Although Wahl acknowledges that “many of Read's ideas have been carried out”, and he by no means agrees with everything Read had to say, he believes To Hell With Culture can still pose important questions about the way culture and creativity are viewed in society today. “I was told that 10/15 years ago people would laugh at you if you started talking about Herbert Read, but now people are going back to modernism because they want something a bit more solid again,” he observes. “In some ways society is a lot more free but in other ways there are a lot of restrictions. Systems are a lot more closed now.”

At the time Read was writing, and in the years immediately following the Second World War, there was concern that craftsmanship and British culture was under threat from cheap, mass-produced items and imported cultural forms. Educators and critics placed a strong emphasis on fostering skills of 'discrimination', promoting sincerity and honesty in design and attempting to 'improve' public taste. “Read was talking about beauty,” summarises Wahl, and though this type of discourse can seem naïve, paternalistic even, today, post-modern society has seen the culmination of the idea of culture as commodity that Read cautioned against, with creativity recognised insofar as it can be packaged and sold back to us. “We live in a disposable, consumer culture where culture is dictated to us and everything we're surrounded by is ugly,” says Wahl. “There is still a sense that some people know better than others – we place some people on pedestals and say others are scum. Culture is controlled as a commodity and it's all about the free market and what can benefit the market. The artists who do well are those who have a brand or who can shock. It's the opposite of what creativity's about: it's not about being successful or competitive. There is something very basic and human about being creative but it's been corrupted by the idea that money is a good exchange for creativity. Read was saying that culture should be there within society and that a very different society can be created through education and art.”

Wahl considers the three tenets of a natural society Read identified in To Hell With Culture – all production should be for use and not for profit, each should give according to his ability and each receive according to his needs, and that the workers in each industry should collectively own and control that industry – to be “very simple and incredibly relevant”. He also finds the idea of everyone being a special kind of artist to be “still such a strong and important thing to say”, and has been encountering present-day parallels in Ken Robinson's ideas that creativity is “something that is there to work on and something everyone should be given the opportunity for”.

To Hell With Culture has been kept deliberately short – it clocks in at just under an hour – so that space could be left for discussions afterwards where people can create their own conclusions and ideas.

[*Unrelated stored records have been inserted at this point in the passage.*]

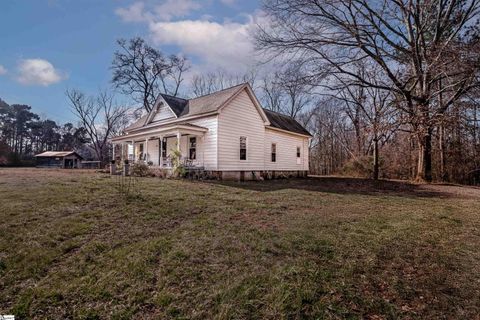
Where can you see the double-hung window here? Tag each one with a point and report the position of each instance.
(192, 150)
(274, 152)
(243, 148)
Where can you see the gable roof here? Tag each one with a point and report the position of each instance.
(58, 154)
(284, 122)
(213, 102)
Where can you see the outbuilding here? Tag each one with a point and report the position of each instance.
(59, 159)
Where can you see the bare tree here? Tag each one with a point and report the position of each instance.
(101, 117)
(203, 84)
(371, 112)
(142, 71)
(416, 44)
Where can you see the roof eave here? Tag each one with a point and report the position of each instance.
(289, 132)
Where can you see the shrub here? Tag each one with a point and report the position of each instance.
(178, 168)
(140, 170)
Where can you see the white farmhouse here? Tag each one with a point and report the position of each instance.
(226, 133)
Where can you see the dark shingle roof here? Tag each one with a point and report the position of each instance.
(212, 102)
(178, 105)
(281, 121)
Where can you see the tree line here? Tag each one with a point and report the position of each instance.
(399, 80)
(24, 133)
(389, 89)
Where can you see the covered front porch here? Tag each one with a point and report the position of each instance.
(156, 147)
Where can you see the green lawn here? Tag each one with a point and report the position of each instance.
(72, 247)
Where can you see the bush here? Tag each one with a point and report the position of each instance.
(178, 168)
(140, 170)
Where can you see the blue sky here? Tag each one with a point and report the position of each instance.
(48, 46)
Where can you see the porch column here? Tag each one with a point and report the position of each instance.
(160, 148)
(134, 155)
(146, 150)
(179, 137)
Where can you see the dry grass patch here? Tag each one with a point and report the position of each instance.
(71, 247)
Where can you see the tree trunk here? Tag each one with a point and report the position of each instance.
(443, 158)
(376, 165)
(424, 167)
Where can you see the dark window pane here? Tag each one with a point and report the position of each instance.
(243, 148)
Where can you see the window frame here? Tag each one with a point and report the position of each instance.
(190, 148)
(164, 148)
(240, 148)
(273, 152)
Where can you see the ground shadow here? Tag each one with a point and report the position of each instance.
(345, 185)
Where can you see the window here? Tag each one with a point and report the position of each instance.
(192, 153)
(274, 152)
(164, 147)
(243, 148)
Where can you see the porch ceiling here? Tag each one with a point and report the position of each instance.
(185, 128)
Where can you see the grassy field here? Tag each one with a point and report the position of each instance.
(72, 247)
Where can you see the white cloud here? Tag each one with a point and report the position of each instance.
(38, 72)
(166, 11)
(176, 8)
(225, 45)
(134, 13)
(228, 2)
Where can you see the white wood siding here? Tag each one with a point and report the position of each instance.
(163, 113)
(207, 145)
(286, 151)
(240, 118)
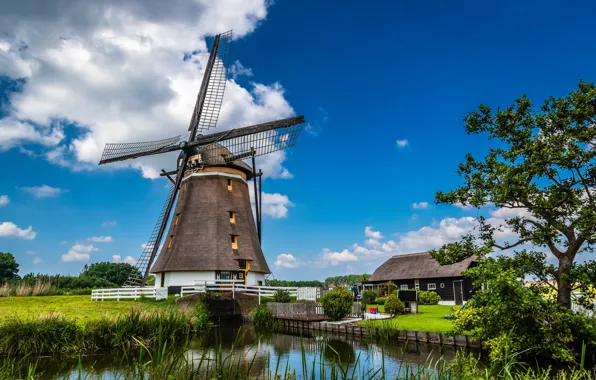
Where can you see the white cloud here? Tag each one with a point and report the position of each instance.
(369, 233)
(79, 252)
(9, 229)
(288, 261)
(100, 239)
(43, 191)
(115, 70)
(128, 259)
(420, 205)
(336, 258)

As Wahl says, the film is a way to “remember the person but take the ideas”. He explains: “Artists are always questioned about what they are trying to do and their purpose. It is useful for artists to think about what an artist is in society, what they do and what they might be aiming for.”

To Hell With Culture will be shown at Filmonik, 3rd Floor, Federation House, Balloon Street, Manchester, on Thursday May 1, 7pm for a 7.30pm start, free, followed by a Q&A with director Huw Wahl, art historian Danielle Child (who appears in the film) and Castlefield Gallery director Kwong Lee.

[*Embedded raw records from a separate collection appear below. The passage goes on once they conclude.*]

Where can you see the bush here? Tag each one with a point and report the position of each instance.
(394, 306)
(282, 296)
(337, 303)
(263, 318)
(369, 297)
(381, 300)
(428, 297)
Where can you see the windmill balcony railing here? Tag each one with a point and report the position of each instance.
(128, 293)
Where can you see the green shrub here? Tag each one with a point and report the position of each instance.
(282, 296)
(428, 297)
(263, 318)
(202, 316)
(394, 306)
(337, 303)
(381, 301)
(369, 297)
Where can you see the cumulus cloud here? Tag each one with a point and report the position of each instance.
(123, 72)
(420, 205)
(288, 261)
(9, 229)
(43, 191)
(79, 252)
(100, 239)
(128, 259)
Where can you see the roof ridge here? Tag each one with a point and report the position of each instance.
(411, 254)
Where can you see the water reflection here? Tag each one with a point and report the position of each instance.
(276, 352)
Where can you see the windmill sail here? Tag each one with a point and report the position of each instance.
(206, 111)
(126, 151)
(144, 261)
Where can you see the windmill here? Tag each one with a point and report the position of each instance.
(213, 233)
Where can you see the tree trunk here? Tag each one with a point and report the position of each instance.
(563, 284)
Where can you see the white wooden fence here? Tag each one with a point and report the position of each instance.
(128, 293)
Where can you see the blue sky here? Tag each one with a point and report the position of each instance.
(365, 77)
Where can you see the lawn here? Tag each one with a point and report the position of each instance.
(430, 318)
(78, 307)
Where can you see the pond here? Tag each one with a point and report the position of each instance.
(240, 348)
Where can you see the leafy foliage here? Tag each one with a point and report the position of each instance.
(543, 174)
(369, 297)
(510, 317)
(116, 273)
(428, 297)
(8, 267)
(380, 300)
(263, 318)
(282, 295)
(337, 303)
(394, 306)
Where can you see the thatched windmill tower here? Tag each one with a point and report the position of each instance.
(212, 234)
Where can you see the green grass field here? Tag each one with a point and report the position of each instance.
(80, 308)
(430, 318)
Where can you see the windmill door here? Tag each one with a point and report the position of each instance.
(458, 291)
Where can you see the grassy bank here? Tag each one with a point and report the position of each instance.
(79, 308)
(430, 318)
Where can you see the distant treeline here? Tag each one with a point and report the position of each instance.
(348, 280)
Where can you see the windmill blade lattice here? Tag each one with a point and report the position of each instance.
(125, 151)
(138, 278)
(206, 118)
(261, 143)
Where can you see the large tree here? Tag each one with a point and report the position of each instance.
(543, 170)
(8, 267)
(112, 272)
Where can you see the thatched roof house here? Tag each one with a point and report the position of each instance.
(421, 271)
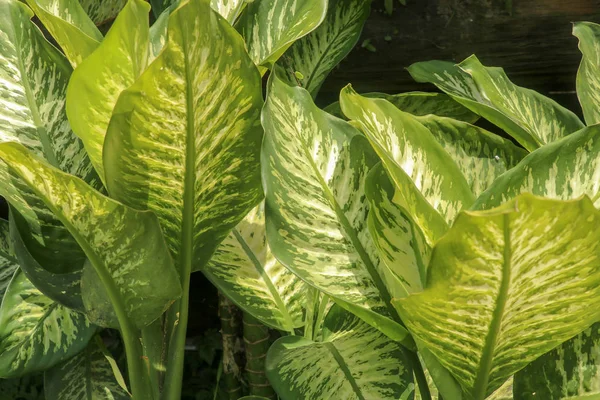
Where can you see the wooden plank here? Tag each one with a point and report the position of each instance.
(530, 39)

Keep an eye on Huw Wahl's blog for screenings around the country this year, as well as at Leeds International Film Festival.

Huw Wahl and art historian Dani Child are organising a screening and accompanying one-day symposium, 'To Hell with Culture? Re-examining the commodification of culture in contemporary capitalism', at Manchester School of Art on Thursday October 30 as an opportunity to discuss some of the ideas raised by the essay and the film further in a contemporary context.